The excavation area was located on the southern slope of Jebel Khuwweikha, where several previous excavations uncovered remains dating from Iron Age II and the Late Hellenistic, Roman and Byzantine periods (Alexandre 2015).
Two adjacent squares opened in the current excavation (A, B; Fig. 2) uncovered an ancient quarry for building stones, dating from the Late Hellenistic–Early Roman periods (late second century BCE–first century CE; Stratum II), and Roman-period walls (first–fourth centuries CE; Stratum I).
Stratum II. Part of a limestone quarry, sloping down to the west and south, was uncovered. The eastern side of Square A exhibited quarried steps, channels of three different-sized undetached stones, and the quarrying marks of a large rectangular block that had been detached (L8, L9; Fig. 3). In Square B, additional quarrying marks were uncovered, including a rocky outcrop exhibiting two short vertical quarrying channels and the ends of two parallel horizontal quarrying channels (L3; Fig. 4), indicating that a stone had been detached here; one of the vertical channels was filled with stones and plaster. Along the continuation of the rocky outcrop (L1), three parallel severance channels sloped down to the west, and on the western edge of the square, part of a rectangular quarry with a severance channel, was uncovered (L2; Fig. 5).
The quarry yielded small pottery sherds, including buff-colored storage jars with short thickened rims (Fig. 6:1–4), similar to Late Hellenistic storage jars from Capernaum (Loffreda 2008:119–120, Type ANF 3, dated to the late second–first centuries BCE), and reddish brown colored Early Roman storage jars with everted necks and simple rims (Fig. 6:5, 6; Díez Fernández 1983:107, 135, Type T1.3, dated to the first century BCE–first century CE). These pottery sherds date the use of the quarry to the Late Hellenistic and Early Roman periods.
Stratum I. Above the quarry was a curved wall (W4; Figs. 7–9) built of various-sized limestone blocks, some dressed and others fieldstones, interspersed with small stones. The wall was preserved for three courses, and traces of gray plaster were preserved on its base. The wall was built on a curving-round, rock-hewn step that demarcated a leveled rock-hewn surface (L10, L12).

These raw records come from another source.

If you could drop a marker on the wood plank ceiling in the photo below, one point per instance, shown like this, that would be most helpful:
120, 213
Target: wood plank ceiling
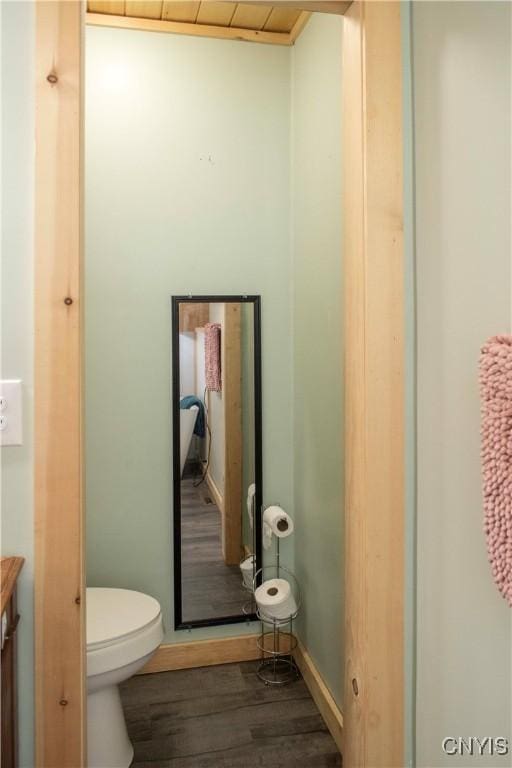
256, 23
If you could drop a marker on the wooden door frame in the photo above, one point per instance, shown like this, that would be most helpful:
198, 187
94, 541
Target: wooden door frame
374, 365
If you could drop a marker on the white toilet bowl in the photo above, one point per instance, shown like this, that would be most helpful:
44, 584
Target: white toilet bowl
124, 629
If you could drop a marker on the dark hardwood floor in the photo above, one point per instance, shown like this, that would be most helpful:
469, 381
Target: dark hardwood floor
224, 717
210, 588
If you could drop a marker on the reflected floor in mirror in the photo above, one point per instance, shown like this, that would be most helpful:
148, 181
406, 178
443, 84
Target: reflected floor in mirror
224, 717
210, 587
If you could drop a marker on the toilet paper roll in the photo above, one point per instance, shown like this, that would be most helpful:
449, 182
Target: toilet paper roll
278, 521
251, 492
247, 568
275, 599
266, 535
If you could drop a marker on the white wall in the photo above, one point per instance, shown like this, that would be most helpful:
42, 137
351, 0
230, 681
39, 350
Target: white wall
462, 108
318, 353
17, 26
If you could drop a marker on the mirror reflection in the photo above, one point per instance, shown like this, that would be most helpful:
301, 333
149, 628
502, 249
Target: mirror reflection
217, 441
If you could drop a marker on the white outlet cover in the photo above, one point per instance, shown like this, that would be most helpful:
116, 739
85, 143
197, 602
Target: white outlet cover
11, 418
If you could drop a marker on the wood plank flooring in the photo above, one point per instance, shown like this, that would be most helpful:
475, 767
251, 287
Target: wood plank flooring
224, 717
210, 588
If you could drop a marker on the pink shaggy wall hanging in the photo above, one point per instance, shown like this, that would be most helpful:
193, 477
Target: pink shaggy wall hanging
496, 396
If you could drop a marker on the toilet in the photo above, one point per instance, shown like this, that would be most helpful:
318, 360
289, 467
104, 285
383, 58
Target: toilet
124, 629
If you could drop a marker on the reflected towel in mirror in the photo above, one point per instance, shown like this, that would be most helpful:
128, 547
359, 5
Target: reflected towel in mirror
212, 357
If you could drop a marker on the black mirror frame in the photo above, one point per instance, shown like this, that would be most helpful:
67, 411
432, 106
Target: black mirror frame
258, 457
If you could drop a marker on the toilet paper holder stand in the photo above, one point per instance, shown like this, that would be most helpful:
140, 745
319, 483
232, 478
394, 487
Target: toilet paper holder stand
277, 641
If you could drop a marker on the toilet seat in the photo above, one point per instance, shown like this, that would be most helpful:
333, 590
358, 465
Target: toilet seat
122, 627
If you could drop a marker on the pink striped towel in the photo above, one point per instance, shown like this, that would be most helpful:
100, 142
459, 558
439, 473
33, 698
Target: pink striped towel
496, 397
212, 356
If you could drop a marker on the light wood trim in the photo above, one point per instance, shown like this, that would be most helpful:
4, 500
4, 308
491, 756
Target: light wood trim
251, 16
320, 694
374, 386
203, 653
148, 9
339, 7
193, 316
217, 496
10, 568
198, 30
216, 14
60, 689
179, 11
299, 25
282, 18
107, 6
233, 448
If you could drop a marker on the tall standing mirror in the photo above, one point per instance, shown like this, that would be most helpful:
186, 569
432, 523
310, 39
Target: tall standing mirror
217, 463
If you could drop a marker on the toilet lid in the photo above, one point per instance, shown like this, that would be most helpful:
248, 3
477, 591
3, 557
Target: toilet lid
112, 614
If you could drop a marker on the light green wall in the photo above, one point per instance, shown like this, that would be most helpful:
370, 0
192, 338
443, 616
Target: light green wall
17, 29
317, 320
187, 191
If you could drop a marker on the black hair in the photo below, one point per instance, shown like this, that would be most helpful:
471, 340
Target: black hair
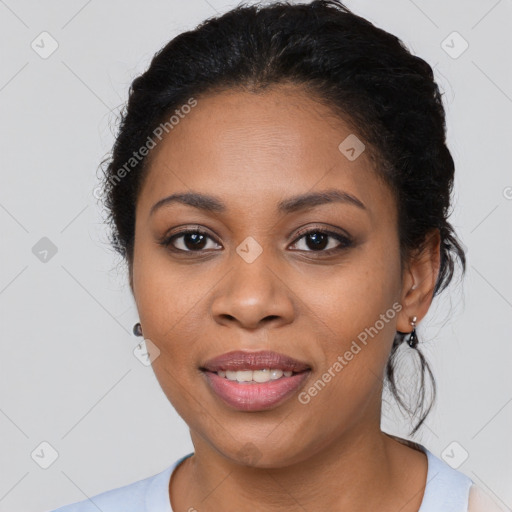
361, 72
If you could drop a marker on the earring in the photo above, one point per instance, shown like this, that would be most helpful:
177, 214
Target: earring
412, 340
137, 329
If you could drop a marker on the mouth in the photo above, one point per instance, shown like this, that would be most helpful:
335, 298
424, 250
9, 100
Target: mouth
254, 381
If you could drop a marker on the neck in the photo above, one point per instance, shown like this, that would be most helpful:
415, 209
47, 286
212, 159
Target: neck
363, 470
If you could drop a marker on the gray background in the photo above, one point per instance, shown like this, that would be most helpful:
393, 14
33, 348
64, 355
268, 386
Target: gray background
69, 376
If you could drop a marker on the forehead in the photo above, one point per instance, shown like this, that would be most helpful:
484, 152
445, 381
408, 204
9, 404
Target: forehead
252, 147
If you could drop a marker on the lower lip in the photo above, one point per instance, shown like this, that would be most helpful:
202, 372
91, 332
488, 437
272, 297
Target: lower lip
255, 396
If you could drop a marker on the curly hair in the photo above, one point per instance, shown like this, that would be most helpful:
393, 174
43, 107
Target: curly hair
362, 73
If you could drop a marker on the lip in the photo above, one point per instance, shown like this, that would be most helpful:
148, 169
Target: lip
244, 360
255, 396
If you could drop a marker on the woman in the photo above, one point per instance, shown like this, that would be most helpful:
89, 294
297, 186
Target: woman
280, 188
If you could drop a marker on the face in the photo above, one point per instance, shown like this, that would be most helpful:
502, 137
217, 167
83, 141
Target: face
319, 282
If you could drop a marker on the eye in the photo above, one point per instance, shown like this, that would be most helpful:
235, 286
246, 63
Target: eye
187, 240
320, 240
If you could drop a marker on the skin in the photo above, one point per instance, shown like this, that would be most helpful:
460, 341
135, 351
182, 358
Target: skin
252, 151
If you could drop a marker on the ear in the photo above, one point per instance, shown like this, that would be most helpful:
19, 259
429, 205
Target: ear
418, 281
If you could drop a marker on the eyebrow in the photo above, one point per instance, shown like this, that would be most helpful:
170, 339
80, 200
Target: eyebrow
292, 204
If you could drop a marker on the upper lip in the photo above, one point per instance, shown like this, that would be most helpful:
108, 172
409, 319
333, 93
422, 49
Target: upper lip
244, 360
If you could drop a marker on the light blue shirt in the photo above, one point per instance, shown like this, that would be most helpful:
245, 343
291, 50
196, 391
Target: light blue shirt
446, 490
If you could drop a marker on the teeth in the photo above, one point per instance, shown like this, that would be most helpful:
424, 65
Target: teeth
254, 376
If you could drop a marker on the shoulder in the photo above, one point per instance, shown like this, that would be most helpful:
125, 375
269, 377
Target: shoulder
446, 488
480, 501
132, 497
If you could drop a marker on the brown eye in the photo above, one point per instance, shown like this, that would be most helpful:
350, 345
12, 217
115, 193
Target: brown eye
317, 240
192, 240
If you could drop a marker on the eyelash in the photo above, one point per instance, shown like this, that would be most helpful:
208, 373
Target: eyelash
345, 242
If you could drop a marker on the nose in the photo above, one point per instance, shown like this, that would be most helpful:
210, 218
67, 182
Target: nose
253, 295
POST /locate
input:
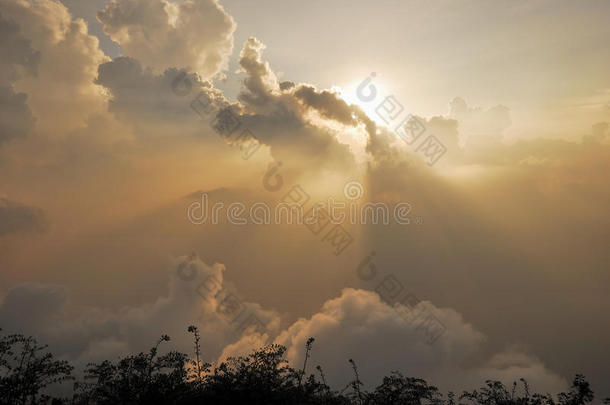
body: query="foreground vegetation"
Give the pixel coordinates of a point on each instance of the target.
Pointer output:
(27, 372)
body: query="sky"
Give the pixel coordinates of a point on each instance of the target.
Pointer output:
(123, 121)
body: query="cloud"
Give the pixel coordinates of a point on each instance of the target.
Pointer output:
(479, 128)
(17, 55)
(197, 294)
(154, 103)
(16, 218)
(16, 119)
(196, 35)
(357, 324)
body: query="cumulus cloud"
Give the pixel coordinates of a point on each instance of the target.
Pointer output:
(479, 127)
(197, 294)
(152, 102)
(19, 218)
(380, 338)
(195, 34)
(16, 119)
(66, 59)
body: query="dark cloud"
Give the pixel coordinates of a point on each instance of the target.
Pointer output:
(16, 53)
(196, 35)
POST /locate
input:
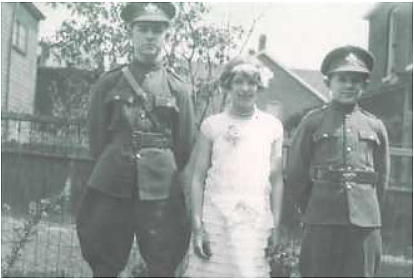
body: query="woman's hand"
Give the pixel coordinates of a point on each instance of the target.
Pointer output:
(201, 244)
(274, 238)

In the eastern part of the step, a rock-hewn corner and a natural cavity in the rock were filled with stones (W11; Fig. 10) to form a foundation for the construction of W4. Other cuttings in the rock step were also filled with stones. At the western end of W4, the wall’s upper course abutted a hewn rock to its south that probably formed part of the wall’s foundation, for a course of stones that was not preserved. Wall 4 apparently originally continued southward to form a complete circle, which would have enclosed a large area. Based on the ceramic finds (below), this building was probably used in the Middle to Late Roman periods (first–fourth centuries CE).
The southwestern part of Square B exhibited a short segment of an east–west wall (W5; Fig. 11) built of medium-sized limestone blocks, some dressed and some fieldstones. The wall was founded on a thin layer of soil (L6) that had accumulated above the quarry, and it was preserved for a single course; its relationship with W4 is not clear.

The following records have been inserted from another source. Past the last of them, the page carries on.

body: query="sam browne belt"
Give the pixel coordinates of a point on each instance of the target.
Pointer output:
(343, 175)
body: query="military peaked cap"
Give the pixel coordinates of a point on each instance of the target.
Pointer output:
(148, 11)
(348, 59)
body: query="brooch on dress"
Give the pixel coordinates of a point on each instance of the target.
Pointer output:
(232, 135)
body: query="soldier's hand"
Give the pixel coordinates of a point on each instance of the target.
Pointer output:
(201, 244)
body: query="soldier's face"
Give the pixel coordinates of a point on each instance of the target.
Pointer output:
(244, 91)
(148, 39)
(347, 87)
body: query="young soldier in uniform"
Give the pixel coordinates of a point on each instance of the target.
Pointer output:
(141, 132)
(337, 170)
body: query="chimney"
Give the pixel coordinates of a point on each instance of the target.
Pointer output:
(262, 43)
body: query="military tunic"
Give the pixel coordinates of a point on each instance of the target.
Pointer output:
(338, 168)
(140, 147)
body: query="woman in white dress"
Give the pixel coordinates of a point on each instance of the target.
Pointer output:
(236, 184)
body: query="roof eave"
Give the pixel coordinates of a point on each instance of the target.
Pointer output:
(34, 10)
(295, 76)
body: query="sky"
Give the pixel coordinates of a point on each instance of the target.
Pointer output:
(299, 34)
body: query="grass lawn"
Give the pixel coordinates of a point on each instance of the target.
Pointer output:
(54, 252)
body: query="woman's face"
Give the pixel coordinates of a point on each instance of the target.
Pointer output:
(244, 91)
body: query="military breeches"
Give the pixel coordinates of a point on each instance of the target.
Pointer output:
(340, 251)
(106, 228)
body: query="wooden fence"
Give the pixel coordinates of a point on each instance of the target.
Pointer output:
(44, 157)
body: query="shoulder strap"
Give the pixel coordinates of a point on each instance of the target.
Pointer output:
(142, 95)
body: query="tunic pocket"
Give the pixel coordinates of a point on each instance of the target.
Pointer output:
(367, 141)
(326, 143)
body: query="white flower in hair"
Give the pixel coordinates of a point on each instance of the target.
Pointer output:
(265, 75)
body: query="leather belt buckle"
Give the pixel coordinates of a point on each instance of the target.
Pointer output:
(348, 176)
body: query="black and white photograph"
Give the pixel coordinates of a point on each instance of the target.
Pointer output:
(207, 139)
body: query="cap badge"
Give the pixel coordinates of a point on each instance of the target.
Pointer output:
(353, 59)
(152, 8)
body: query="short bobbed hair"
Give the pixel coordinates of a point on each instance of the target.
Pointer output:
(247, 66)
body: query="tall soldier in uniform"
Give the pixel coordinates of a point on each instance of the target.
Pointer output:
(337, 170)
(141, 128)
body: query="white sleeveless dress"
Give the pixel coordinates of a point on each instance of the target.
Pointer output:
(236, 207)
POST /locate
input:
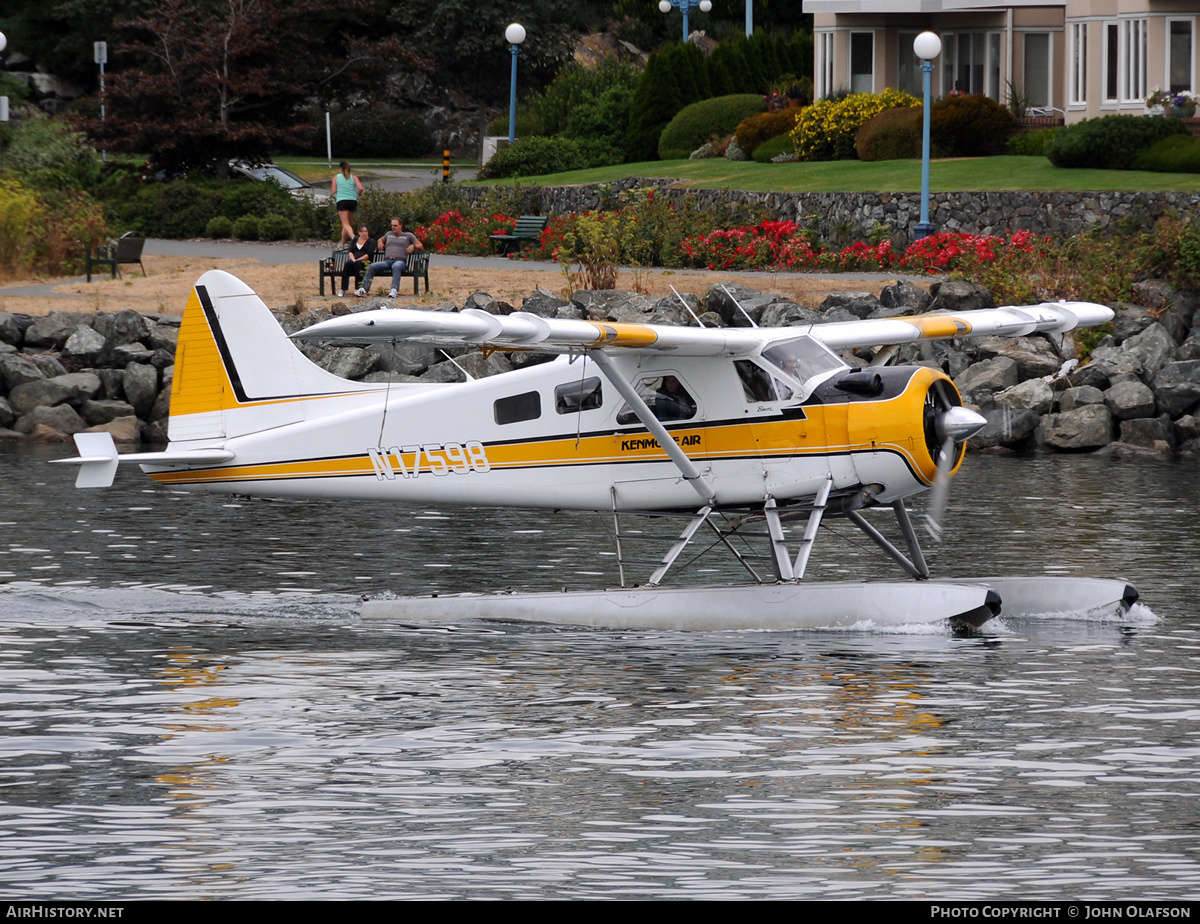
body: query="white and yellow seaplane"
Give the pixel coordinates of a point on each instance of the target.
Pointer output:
(736, 429)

The soil accumulations above the quarry, beside and above W4, and in the layers near the surface (L7), yielded pottery dating from the Middle and Late Roman periods, including Kefar Hananya Form 1B bowls dating from the late first–fourth centuries CE (Fig. 6:7, 8; Adan-Bayewitz 1993:91–97); a Kefar Hananya Form 1C bowl dating from the mid-third–late fourth centuries CE (Fig. 6:9; Adan-Bayewitz 1993:98–99); and a Kefar Hananya Form 4D cooking pot dating from the mid-first–mid-second centuries CE (Fig. 6:10; Adan-Bayewitz 1993: 130–132). A storage jar of Type T1.5 jar dating from the mid-first–second centuries CE, was also retrieved (Fig. 6:11; Díez Fernández 1983:107–109).
The archaeological remains uncovered in the excavation reflect activity at the site from the Late Hellenistic period until the late Roman period. Since the remains were uncovered in an area outside the main settlement, the round structure may be related to agricultural activity, or a nearby farmstead.